DPR Aceh Revisi Qanun Jinayat Terkait Pasal Kekerasan Seksual Anak

Merdeka.com - Merdeka.com - Dewan Perwakilan Rakyat Aceh (DPRA) menyatakan telah merampungkan draf revisi terhadap Qanun Aceh Nomor 6 Tahun 2014 tentang Hukum Jinayat, terkait pasal-pasal yang menyangkut kekerasan seksual terhadap anak.

"Revisi Qanun Jinayat ini dilakukan terbatas, hanya untuk memperkuat pasal terkait dengan perlindungan dan pemenuhan hak anak yang menjadi korban kekerasan seksual di Aceh," kata Ketua Komisi I DPRA, Iskandar Usman Alfarlaky, Rabu (2/11).

Dia menyebut, adapun pasal yang direvisi itu yakni Pasal 33, Pasal 34, Pasal 47, Pasal 48, Pasal 50, Pasal 51 dan Pasal 72.

Fokus revisi itu, tutur Iskandar Usman Alfarlaky, untuk menjawab permasalahan hukuman terhadap pelaku yang selama ini dianggap ringan.

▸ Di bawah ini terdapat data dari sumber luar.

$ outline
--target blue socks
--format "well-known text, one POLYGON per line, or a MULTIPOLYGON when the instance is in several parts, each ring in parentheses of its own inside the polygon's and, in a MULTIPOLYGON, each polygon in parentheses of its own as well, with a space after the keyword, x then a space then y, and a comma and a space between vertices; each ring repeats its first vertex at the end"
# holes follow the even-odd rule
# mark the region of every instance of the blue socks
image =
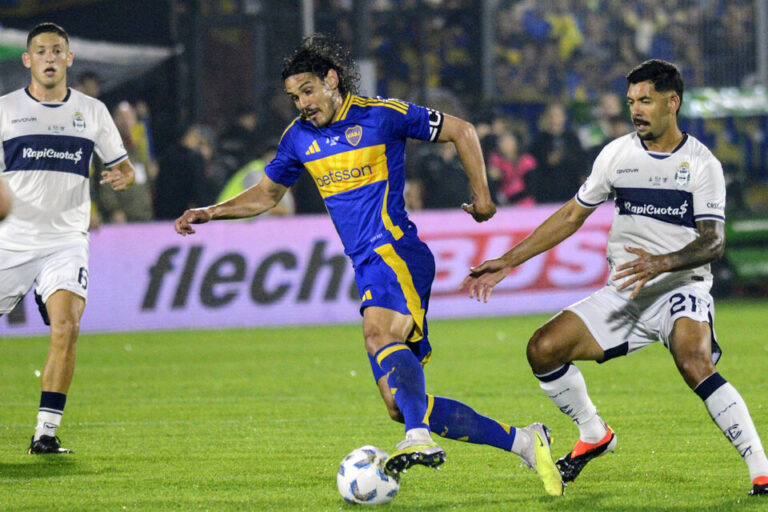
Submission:
POLYGON ((396 341, 379 349, 374 357, 387 374, 389 389, 405 419, 405 431, 428 429, 424 369, 411 349, 396 341))
POLYGON ((441 437, 512 450, 517 429, 478 414, 466 404, 427 395, 427 414, 429 428, 441 437))
POLYGON ((448 439, 512 450, 514 427, 478 414, 459 401, 428 395, 421 363, 405 343, 390 343, 379 349, 374 358, 387 375, 406 432, 426 428, 448 439))

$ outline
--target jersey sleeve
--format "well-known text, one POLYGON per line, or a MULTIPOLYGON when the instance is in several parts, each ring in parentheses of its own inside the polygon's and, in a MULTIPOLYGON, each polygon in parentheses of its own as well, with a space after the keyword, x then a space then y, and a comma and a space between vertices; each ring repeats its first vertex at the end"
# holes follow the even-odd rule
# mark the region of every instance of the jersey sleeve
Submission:
POLYGON ((592 172, 586 181, 581 185, 578 192, 576 192, 576 201, 585 208, 597 208, 611 195, 613 187, 608 179, 609 157, 605 149, 603 149, 597 158, 595 158, 594 164, 592 164, 592 172))
POLYGON ((694 175, 693 219, 725 221, 725 176, 716 158, 711 158, 694 175))
POLYGON ((443 113, 407 101, 387 100, 393 108, 384 109, 389 114, 392 134, 398 138, 409 138, 436 142, 443 128, 443 113), (394 108, 403 106, 405 112, 394 108))
POLYGON ((293 124, 283 132, 283 136, 277 146, 275 158, 273 158, 264 168, 264 173, 269 176, 269 179, 275 183, 285 185, 286 187, 290 187, 296 183, 304 168, 303 164, 296 156, 291 134, 292 126, 293 124))
POLYGON ((123 139, 117 126, 109 115, 106 105, 99 102, 96 107, 96 122, 98 130, 94 138, 94 150, 106 167, 112 167, 128 158, 123 139))

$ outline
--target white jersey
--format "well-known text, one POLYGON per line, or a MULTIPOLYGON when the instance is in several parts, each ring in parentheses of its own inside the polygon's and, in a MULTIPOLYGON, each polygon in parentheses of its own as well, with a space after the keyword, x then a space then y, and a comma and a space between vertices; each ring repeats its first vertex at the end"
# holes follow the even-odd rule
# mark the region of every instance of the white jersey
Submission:
POLYGON ((128 158, 107 107, 74 89, 55 103, 19 89, 0 97, 0 141, 0 172, 14 196, 0 249, 87 240, 91 156, 96 151, 108 167, 128 158))
MULTIPOLYGON (((595 159, 576 200, 594 208, 611 195, 616 213, 608 235, 609 286, 620 284, 613 281, 616 267, 637 258, 624 246, 650 254, 675 252, 698 237, 697 221, 725 221, 723 168, 704 144, 688 134, 672 153, 648 151, 636 133, 608 144, 595 159)), ((711 286, 709 264, 665 272, 646 283, 641 293, 691 281, 711 286)), ((622 291, 630 294, 633 289, 622 291)))

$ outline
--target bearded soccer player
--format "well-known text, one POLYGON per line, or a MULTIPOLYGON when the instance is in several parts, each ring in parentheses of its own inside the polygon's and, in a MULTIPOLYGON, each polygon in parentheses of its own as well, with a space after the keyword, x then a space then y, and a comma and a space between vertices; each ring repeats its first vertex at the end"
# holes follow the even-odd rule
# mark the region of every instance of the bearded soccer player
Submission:
POLYGON ((512 451, 537 470, 549 494, 562 494, 546 427, 514 428, 425 391, 422 364, 431 353, 426 313, 435 260, 405 211, 405 142, 456 146, 473 196, 462 208, 482 222, 496 208, 474 127, 405 101, 357 95, 354 61, 322 35, 306 38, 285 60, 282 80, 300 115, 283 133, 266 176, 228 201, 187 210, 176 220, 176 231, 188 235, 195 232, 192 224, 266 212, 306 169, 355 269, 365 348, 379 391, 390 416, 405 423, 405 440, 386 470, 396 475, 415 464, 439 466, 445 451, 431 430, 512 451))
POLYGON ((88 170, 96 152, 102 184, 133 183, 120 134, 100 101, 67 87, 69 36, 43 23, 27 36, 28 87, 0 98, 0 172, 13 208, 0 224, 0 315, 34 287, 50 325, 37 428, 29 453, 68 453, 56 431, 75 370, 80 317, 88 297, 88 170))
POLYGON ((616 434, 598 415, 576 360, 605 362, 657 341, 685 383, 749 469, 750 495, 768 494, 768 460, 747 406, 720 375, 710 262, 725 249, 725 179, 720 162, 680 130, 678 69, 649 60, 627 75, 635 132, 608 144, 576 196, 500 258, 471 269, 462 283, 488 301, 509 272, 556 246, 614 196, 607 285, 556 315, 528 342, 541 389, 579 429, 557 465, 565 482, 595 457, 612 452, 616 434))

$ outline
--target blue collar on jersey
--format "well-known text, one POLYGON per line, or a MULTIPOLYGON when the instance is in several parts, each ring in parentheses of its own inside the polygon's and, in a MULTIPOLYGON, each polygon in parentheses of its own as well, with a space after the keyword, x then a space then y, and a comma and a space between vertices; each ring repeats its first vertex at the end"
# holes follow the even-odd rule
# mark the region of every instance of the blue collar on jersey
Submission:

Semisal hanya dicambuk atau membayar denda, bahkan sering diputuskan bebas.

Selain itu, juga fokus pada perlindungan dan pemenuhan hak anak yang menjadi korban kekerasan seksual, seperti pelecehan dan pemerkosaan.

"Jadi semangat revisi ini adalah semangat perlindungan terhadap anak," ujarnya.

DPR Aceh, kata Iskandar, berharap revisi qanun jinayat tersebut bisa disahkan tahun ini dan tahun depan bisa langsung berlaku.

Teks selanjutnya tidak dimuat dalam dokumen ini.